Una vez cometido el robo -los despojaron de celulares, dinero en efectivo, y algunas joyas-, los tipos armados preguntaron por las llaves de los vehículos que estaban estacionados frente al domicilio, entre los que se encontraba un Dogde tipo Charger del año 2012, color negro con azul.

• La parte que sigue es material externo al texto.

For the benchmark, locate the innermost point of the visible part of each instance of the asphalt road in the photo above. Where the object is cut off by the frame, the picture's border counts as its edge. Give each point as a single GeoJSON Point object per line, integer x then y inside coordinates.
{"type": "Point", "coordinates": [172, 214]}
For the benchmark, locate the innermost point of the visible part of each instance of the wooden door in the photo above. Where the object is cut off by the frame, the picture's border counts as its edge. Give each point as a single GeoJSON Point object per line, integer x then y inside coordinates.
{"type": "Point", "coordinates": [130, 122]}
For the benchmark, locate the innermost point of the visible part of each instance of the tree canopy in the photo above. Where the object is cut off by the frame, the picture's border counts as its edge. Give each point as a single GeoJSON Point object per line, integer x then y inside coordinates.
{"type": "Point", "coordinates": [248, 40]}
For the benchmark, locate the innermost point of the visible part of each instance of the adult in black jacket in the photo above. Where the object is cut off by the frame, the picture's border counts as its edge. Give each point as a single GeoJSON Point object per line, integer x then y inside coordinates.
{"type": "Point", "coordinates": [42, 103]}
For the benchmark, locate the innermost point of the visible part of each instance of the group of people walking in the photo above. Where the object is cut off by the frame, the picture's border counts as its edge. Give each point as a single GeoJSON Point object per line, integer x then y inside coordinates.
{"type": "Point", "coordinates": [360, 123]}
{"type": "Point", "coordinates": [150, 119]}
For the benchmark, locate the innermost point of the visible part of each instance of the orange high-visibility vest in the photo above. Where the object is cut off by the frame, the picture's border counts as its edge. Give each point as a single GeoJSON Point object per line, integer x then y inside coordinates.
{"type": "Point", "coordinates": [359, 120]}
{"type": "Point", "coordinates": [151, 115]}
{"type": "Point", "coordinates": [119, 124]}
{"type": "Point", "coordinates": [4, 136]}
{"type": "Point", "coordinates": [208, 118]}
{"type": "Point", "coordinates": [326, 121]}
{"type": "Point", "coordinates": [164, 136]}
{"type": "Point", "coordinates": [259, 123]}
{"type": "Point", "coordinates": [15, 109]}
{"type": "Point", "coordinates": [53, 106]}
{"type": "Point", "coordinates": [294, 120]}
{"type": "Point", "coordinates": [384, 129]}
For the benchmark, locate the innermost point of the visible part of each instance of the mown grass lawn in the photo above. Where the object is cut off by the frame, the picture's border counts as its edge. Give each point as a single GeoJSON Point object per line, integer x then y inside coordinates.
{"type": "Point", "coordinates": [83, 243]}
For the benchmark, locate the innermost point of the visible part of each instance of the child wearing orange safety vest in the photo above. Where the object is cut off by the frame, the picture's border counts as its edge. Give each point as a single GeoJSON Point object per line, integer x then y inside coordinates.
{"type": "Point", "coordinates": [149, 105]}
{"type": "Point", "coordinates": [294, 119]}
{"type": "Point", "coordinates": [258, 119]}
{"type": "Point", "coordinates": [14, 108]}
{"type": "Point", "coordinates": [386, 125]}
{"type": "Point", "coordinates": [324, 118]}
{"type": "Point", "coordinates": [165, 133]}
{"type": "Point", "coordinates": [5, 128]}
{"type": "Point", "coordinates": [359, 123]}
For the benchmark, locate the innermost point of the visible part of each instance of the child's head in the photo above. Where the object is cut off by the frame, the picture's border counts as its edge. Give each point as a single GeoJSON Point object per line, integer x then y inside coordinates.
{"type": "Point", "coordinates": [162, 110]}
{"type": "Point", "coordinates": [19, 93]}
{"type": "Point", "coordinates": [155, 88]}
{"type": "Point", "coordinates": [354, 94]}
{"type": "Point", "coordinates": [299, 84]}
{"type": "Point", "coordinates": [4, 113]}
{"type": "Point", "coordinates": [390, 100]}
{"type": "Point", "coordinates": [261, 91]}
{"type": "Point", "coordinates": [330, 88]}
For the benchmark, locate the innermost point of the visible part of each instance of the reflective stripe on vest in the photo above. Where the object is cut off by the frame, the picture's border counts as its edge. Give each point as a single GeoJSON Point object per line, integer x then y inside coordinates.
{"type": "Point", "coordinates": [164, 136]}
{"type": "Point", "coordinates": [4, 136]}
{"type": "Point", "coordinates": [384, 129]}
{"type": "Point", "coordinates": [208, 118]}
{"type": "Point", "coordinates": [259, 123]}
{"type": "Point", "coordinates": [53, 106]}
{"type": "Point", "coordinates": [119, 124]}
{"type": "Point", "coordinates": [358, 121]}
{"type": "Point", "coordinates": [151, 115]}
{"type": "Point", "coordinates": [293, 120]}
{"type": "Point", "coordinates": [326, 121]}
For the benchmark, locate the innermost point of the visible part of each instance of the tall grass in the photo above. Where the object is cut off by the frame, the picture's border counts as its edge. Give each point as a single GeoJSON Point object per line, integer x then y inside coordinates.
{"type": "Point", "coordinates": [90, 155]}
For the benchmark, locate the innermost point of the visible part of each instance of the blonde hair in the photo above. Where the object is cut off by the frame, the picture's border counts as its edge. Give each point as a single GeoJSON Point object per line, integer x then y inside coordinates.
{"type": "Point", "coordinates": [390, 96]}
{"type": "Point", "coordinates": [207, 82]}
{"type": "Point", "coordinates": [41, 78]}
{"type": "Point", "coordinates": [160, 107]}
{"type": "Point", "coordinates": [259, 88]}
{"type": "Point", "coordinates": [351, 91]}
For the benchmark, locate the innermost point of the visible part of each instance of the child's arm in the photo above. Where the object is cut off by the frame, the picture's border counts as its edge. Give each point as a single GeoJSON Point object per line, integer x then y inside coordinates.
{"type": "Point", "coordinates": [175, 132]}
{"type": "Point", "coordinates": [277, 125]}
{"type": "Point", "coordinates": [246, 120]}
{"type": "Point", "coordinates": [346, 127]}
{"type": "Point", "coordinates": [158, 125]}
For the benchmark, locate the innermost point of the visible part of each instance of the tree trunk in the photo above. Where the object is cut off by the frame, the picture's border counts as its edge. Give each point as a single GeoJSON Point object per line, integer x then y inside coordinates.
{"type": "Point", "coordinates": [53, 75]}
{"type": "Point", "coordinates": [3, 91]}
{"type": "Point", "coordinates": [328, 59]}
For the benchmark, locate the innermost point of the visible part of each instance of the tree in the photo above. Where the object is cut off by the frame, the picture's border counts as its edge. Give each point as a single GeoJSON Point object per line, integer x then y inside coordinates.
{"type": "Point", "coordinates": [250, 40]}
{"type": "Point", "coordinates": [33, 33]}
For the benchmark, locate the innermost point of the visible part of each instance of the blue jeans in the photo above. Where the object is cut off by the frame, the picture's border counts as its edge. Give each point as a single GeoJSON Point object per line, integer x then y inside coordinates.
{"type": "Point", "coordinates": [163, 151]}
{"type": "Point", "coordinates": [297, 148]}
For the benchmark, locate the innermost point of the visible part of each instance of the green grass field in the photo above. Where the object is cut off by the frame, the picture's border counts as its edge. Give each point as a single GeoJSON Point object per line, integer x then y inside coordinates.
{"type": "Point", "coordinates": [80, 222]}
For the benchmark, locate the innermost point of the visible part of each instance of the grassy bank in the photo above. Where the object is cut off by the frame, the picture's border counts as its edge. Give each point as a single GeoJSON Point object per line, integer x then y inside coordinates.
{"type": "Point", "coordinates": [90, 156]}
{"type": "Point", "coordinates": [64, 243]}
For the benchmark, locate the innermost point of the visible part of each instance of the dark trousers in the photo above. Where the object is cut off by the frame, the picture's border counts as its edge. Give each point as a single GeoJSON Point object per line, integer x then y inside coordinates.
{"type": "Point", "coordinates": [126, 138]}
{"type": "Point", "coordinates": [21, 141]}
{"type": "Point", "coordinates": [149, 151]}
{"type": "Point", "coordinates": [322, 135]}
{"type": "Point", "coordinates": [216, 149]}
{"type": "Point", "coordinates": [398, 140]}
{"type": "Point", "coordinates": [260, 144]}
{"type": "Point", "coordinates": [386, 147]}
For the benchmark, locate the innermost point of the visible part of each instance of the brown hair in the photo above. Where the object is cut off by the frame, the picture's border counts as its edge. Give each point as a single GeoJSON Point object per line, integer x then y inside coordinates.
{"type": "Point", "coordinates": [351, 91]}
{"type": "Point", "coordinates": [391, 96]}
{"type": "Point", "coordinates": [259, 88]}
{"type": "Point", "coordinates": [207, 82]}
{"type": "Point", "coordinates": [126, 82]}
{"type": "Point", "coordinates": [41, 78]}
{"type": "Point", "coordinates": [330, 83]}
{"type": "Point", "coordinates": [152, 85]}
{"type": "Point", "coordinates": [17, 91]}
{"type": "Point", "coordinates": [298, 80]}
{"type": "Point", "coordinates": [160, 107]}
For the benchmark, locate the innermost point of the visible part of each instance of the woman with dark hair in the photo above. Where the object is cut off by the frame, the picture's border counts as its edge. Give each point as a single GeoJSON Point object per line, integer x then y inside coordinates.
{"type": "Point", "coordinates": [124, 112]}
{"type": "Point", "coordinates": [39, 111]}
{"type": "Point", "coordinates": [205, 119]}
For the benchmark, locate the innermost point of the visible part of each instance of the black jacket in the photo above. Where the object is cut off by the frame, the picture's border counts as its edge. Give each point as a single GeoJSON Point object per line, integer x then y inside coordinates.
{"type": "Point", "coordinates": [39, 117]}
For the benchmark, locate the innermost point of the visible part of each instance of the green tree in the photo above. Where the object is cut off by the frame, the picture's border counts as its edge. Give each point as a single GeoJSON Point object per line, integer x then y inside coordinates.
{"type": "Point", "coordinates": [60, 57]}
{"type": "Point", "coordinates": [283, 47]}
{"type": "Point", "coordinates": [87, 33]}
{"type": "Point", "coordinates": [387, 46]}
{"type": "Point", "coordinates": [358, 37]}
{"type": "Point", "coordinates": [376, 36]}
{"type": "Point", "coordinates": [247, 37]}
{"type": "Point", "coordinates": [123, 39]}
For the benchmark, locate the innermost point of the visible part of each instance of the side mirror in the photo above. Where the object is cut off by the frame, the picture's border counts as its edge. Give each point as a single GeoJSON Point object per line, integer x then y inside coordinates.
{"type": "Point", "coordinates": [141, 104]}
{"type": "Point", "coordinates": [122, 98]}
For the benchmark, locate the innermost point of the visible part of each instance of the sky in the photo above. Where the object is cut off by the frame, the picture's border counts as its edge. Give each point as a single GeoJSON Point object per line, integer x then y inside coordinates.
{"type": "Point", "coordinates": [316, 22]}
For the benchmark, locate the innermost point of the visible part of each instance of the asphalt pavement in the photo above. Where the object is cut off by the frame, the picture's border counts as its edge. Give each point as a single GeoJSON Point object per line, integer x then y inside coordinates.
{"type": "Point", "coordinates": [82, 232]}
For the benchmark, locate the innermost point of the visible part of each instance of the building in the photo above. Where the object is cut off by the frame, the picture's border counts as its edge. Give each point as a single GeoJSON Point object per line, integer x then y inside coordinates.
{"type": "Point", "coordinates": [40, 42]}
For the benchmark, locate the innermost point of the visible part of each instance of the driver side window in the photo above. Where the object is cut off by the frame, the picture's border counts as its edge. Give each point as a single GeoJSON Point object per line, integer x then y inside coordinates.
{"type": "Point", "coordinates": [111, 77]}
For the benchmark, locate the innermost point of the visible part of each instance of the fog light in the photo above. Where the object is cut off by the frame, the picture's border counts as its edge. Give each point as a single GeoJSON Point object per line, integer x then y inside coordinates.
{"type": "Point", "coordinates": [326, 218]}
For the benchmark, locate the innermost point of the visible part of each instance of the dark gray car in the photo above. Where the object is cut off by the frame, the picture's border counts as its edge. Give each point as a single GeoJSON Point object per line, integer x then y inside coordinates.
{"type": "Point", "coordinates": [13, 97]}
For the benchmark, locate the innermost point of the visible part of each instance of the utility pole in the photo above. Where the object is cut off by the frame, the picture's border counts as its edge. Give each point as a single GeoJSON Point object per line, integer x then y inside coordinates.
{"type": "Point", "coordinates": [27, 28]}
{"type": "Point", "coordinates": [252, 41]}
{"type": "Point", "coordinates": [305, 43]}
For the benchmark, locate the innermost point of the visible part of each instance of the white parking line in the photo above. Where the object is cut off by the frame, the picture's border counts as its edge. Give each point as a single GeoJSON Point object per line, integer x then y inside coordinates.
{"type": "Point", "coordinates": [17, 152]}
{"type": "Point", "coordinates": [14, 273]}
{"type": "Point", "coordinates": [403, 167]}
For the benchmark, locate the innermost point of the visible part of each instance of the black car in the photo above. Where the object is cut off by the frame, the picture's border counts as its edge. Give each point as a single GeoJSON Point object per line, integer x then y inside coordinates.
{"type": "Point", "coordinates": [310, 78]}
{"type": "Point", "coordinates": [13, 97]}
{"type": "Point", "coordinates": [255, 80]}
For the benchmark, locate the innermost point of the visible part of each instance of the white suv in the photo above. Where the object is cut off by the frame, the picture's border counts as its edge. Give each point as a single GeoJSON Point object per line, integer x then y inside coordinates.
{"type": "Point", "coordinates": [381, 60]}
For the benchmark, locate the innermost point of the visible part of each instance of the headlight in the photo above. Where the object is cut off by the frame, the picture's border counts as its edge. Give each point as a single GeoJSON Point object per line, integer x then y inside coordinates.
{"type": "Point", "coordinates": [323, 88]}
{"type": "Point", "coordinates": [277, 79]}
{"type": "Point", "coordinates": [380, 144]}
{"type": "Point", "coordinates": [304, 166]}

Era el carro de un amigo, pero Ramiro lo manejaba esa noche. Así que él tenía las llaves en la bolsa de su pantalón cuando uno de los agresores se las encontró y lo jaló del brazo para sacarlo a la fuerza del domicilio de la fiesta, ubicado en la colonia Rodríguez de Reynosa.

-El coche es mío, llévenme a mí- asegura que gritó uno de los testigos-.

Como respuesta, solo obtuvo más golpes.

Horas después, ya en la madrugada, uno de los testigos sacó valor para ir hasta el domicilio de Ramiro Licea, en la colonia Benito Juárez.

Los padres del joven, Mario Alberto y Herlinda, abrieron la puerta alarmados.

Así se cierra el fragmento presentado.